Gertrude supposes that, of all the wretched endings the people involved in the world of the Fears could face, three bullets to the chest wasn’t the worst of them all. Jonah Magnus looms over her like a vulture as she lies on the floor, bleeding out, and a kind of cold terror washes over her. Not of him, she has spent fifty years facing horrors beyond human comprehension and she will be damned if she dies afraid of Jonah Magnus, of all people. No, this fear is something deeper. She failed. Even with all that she has done in her life, this final act would be the closest thing to redemption she could ever hope to achieve, but it slips through her fingers like the blood pouring from her chest, each labored breath rattling in her lungs and interrupting the silence of the Archive with a wet, horrible sound.
She thinks, for a moment and half hysterically, of Agnes Montague. They only met once, when Gertrude discovered the truth about Emma and needed someone she could trust to get rid of her. Agnes hadn’t smiled at her, hadn’t bothered with pleasantries or reassurances, and Gertrude wondered at the time if she resented her for robbing her of her one true purpose, or if, on the contrary, she felt relieved at being freed from the fate that had been set out of her. Agnes had always stood out to her in that way. She was the only Avatar who never made the choice to accept the Fears, the only one who never had the chance to. Gertrude feels one last thread of connection to her, one final thing binding them together, before she lets go of the thought.
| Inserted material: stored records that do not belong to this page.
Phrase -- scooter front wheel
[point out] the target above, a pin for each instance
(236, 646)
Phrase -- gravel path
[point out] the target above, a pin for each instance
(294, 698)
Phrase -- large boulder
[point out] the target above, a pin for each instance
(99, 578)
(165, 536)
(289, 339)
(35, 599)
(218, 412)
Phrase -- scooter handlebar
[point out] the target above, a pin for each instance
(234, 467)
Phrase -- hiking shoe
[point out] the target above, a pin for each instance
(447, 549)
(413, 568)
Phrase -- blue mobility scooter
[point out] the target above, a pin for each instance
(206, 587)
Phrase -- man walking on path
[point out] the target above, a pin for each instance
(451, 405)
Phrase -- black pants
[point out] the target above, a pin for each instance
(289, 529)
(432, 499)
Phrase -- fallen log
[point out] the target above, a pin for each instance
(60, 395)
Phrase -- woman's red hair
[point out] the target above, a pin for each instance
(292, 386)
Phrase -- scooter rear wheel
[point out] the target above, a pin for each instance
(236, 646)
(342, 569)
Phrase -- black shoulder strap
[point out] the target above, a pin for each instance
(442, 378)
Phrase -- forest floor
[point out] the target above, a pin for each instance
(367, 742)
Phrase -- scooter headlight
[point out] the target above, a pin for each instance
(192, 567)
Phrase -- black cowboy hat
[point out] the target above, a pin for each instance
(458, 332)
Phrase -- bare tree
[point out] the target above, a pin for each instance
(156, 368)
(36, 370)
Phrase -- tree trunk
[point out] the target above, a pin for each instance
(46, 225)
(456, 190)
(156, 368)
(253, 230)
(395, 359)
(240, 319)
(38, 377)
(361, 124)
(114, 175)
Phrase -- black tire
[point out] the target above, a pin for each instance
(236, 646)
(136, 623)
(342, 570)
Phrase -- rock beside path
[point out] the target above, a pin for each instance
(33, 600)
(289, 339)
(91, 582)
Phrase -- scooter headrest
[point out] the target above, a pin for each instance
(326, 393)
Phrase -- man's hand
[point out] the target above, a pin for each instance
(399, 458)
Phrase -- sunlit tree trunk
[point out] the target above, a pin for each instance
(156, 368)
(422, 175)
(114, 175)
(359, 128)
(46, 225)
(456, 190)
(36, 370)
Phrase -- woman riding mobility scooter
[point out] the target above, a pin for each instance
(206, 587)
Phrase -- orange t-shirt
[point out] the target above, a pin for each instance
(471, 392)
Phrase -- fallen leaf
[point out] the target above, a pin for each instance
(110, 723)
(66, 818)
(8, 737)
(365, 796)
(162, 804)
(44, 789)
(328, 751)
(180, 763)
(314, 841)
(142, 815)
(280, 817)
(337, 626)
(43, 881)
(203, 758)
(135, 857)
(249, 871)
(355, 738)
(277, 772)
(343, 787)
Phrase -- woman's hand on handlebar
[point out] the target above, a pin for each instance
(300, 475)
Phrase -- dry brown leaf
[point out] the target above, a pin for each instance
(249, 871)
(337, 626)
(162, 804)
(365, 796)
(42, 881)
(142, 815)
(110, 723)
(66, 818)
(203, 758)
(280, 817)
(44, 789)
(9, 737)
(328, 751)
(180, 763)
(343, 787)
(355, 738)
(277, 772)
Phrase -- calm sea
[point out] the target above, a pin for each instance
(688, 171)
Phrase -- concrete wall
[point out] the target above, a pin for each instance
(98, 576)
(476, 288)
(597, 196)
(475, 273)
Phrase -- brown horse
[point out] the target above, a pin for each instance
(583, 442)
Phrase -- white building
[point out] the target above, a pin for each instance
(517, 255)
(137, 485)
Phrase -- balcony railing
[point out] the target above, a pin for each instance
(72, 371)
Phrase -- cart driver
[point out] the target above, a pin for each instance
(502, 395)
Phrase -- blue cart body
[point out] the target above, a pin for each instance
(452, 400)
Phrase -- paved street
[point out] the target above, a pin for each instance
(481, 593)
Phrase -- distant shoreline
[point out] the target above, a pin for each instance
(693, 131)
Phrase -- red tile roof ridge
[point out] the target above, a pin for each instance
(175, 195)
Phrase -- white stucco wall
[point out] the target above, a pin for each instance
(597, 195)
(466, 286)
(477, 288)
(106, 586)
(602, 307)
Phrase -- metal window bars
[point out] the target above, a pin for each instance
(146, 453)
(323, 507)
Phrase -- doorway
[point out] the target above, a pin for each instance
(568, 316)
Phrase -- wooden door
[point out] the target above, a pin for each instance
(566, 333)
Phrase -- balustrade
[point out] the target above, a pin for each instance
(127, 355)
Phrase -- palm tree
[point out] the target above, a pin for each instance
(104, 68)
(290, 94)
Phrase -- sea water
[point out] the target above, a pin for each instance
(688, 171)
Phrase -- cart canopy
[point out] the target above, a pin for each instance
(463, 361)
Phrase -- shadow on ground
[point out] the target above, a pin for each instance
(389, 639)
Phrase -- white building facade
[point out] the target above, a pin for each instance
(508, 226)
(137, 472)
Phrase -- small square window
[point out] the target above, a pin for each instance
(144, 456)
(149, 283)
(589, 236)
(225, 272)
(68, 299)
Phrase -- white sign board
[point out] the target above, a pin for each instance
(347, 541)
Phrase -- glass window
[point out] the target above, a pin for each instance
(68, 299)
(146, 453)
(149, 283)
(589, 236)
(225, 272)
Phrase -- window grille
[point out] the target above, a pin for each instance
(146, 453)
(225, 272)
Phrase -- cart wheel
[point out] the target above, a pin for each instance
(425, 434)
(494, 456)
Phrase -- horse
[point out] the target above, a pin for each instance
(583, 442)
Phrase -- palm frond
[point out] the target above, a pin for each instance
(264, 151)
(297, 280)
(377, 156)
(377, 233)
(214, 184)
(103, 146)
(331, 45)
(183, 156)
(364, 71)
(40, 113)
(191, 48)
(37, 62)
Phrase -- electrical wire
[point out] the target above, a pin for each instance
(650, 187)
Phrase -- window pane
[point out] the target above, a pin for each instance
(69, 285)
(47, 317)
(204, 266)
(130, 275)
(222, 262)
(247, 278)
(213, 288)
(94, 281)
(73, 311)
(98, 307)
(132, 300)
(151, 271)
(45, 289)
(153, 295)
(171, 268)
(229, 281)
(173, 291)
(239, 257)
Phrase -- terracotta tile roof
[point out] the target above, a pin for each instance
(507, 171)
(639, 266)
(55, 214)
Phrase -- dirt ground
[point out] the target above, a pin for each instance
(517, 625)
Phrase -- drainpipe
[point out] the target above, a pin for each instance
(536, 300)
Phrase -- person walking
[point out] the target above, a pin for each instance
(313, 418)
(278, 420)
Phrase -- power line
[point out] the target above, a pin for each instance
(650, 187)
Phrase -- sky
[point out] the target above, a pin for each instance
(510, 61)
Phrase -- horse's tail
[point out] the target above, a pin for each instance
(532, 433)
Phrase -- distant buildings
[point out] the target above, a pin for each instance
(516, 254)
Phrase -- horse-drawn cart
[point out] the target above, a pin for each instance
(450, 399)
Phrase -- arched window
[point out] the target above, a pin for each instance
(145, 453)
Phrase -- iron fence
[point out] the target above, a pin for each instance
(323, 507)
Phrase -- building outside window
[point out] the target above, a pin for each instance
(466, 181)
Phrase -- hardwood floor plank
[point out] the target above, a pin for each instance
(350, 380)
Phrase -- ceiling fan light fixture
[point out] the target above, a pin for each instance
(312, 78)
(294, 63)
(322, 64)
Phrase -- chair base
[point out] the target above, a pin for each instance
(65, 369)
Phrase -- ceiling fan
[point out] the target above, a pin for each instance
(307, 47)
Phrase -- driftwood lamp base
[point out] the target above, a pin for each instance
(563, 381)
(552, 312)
Jonah never takes his eyes away from her (the ones she had seen previously in the face of James Wright, the ones that had inhabited so many before him), he watches and watches and watches and doesn’t say anything as the life seeps out of her, and Gertrude makes an effort to swallow her fear and let none of it show as she watches back. She hopes, as her eyes finally become too heavy to keep them open, that whoever takes her place gets to be the one to kill him. She hopes the doomed person that replaces her gets to watch Jonah Magnus die in fear. She hopes they relish in it.
Gertrude Robinson exhales her last breath, and ends.